Details of the HMS algorithm can be found in the vignette. Specific application to brain connectivity data will be briefly summarized here. Starting from a common brain atlas (e.g., Automated Anatomical Labeling (AAL), Harvard-Oxford (HO), Craddock 200 (CC200), etc.), adjacency matrices representing functional and structural connectivity are derived from the correlation between resting state functional MRI (rs-FMRI) blood oxygen level dependent (BOLD) time series or the number of white matter fiber tracks computed from diffusion tensor MRI, respectively. Previous studies have observed that functional connectivity can be detected between brain regions that lack a direct structural connection. However, the propensity for two areas to interact on a functional level has been shown to vary in proportion to their structural connectivity, leading to the widely held assumption that functional configurations are assumed to be a reflection of underlying structural linkages. As such, we have utilized the multimodal aspect to the HMS algorithm to create structurally-informed functional connectivity communities.

However, the flexibility of the HMS algorithm does not require either brain network data or multiple inputs. In his 2010 paper, Fortunato showed that the spinglass algorithm is both precise and accurate at recovering community structures but, due its computational complexity, should not be used on networks that exceed several thousand nodes. The HMS algorithm is flexible enough so that its hierarchical and/or multimodal aspects can be suppressed. We recommend that the end user find a balance between computation time and algorithmic specifications in all applications, paying special attention when applying to large networks.

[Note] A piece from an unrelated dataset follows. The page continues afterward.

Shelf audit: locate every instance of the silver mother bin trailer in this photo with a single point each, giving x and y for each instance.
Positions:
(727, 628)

Details of the semiparametric kernel machine methods can be found in the vignette. Bringing the partitioning of nodes to communities (via the HMS algorithm or another community detection algorithm, if desired) into a format for analysis using a distance-based kernel will be briefly overviewed here. For group-level network data, a community detection algorithm is run, providing the clustering of nodes to communities. From there, a variety of cluster evaluation metrics can be chosen. Extrinsic metrics require some form of ground truth labeling; however, in neuroimaging, a ground truth is not available. For the appropriate extrinsic metrics, a harmonic mean is calculated such that for each pair of partitions A and B, each takes a turn being the ground truth label. Intrinsic metrics, on the other hand, do not require a ground truth labeling. Within this package, we utilize the Hamiltonian value from the HMS algorithm. Once the metric has been applied to the set of network community data, it is ready for input into the semiparametric kernel machine methods. Options are available for both a binary and continuous outcome of interest and for a fully nonparametric or semiparametric approach, depending on whether the end user wishes to include other covariates of interest.